Further, according to the invention of claim 2 of the present invention, a wave-dissipating caisson having the above-mentioned water-reservoir tank is used, and the wave-dissipating body of the wave-dissipating caisson is directed toward the side where waves come in. A plurality of corrugated caissons are installed side by side and a breakwater is built, so that the action of the wave-dissipating caissons effectively attenuates the energy of waves rushing from offshore and reduces reflected waves from the caissons. As a result, there is an effect that a ship navigating offshore and a vessel trying to enter the port can be safely navigated, and since a wave-dissipating caisson with a wave absorber integrated in the caisson body is used, The work in the open sea can be simplified, so that there is an effect that the work can be performed safely and stably, and there is an effect that the work can be performed economically advantageously.

[Brief description of the drawings]

FIG. 1 is a longitudinal sectional view showing a first embodiment of a wave-breaking caisson according to the present invention.

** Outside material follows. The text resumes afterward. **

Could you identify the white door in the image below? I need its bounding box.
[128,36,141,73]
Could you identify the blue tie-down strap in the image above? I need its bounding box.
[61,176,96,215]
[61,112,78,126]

FIG. 2 is a perspective view of a breakwater constructed using the wave-dissipating caisson of the first embodiment.

FIG. 3 is a longitudinal sectional view showing a second embodiment of the wave canceling caisson according to the present invention.

[Explanation of symbols]

 DESCRIPTION OF SYMBOLS 1 Caisson main body 2 Caisson main body side wall 3 Caisson main body partition 4 Bottom of caisson main body 5 Parapet 6 Water basin 8 Outer wall of water basin 9, 9 'wave absorber 10 Vertical hole provided in wave absorber 11 Wave absorber Horizontal hole that is a wave-breaking hole provided in the body 12 Ripple mound to build breakwater

Continuation of the front page (72) Inventor Akihiro Takemoto 1-24-4 Shinkawa, Chuo-ku, Tokyo Inside Daitoyo Construction Co., Ltd. (72) Inventor Yoshika Okazaki 1-24-4 Shinkawa, Chuo-ku, Tokyo Daitoyo Construction Co., Ltd. (72) Inventor Kiyoharu Sasaki 1-44 Shinkawa, Chuo-ku, Tokyo Inside Taiho Construction Co., Ltd. (56) References JP-A-58-4011 (JP, A) JP-A-60-242206 (JP, A (58) Fields surveyed (Int.Cl. ⁶ , DB name) E02B 3/06

Claims (2)

(57) [Claims] At least one of the side walls of the caisson main body is provided integrally with a wave absorber having a horizontal cross section formed substantially in a mountain shape and having a plurality of wave absorbers. The water-absorbing tank is formed on the side of the water-absorbing tank, and the wave absorber is provided on the outer wall of the water-absorbing tank, and at least a part of the plurality of wave-absorbing holes is communicated with the water-absorbing tank. Wave-dissipating caisson. 2. A wave absorber having a horizontal cross section formed substantially in a mountain shape and having a plurality of wave absorber holes is integrally provided on at least one of the side walls of the caisson body. Form a water tank on one side,
The wave absorber is provided on the outer wall on the side of the water tank, and a wave-breaking caisson in which at least a part of the plurality of wave-damping holes communicates with the water tank is used. Arrange multiple wave-dissipating caissons side by side toward the rushing side,
Breakwater characterized by being built.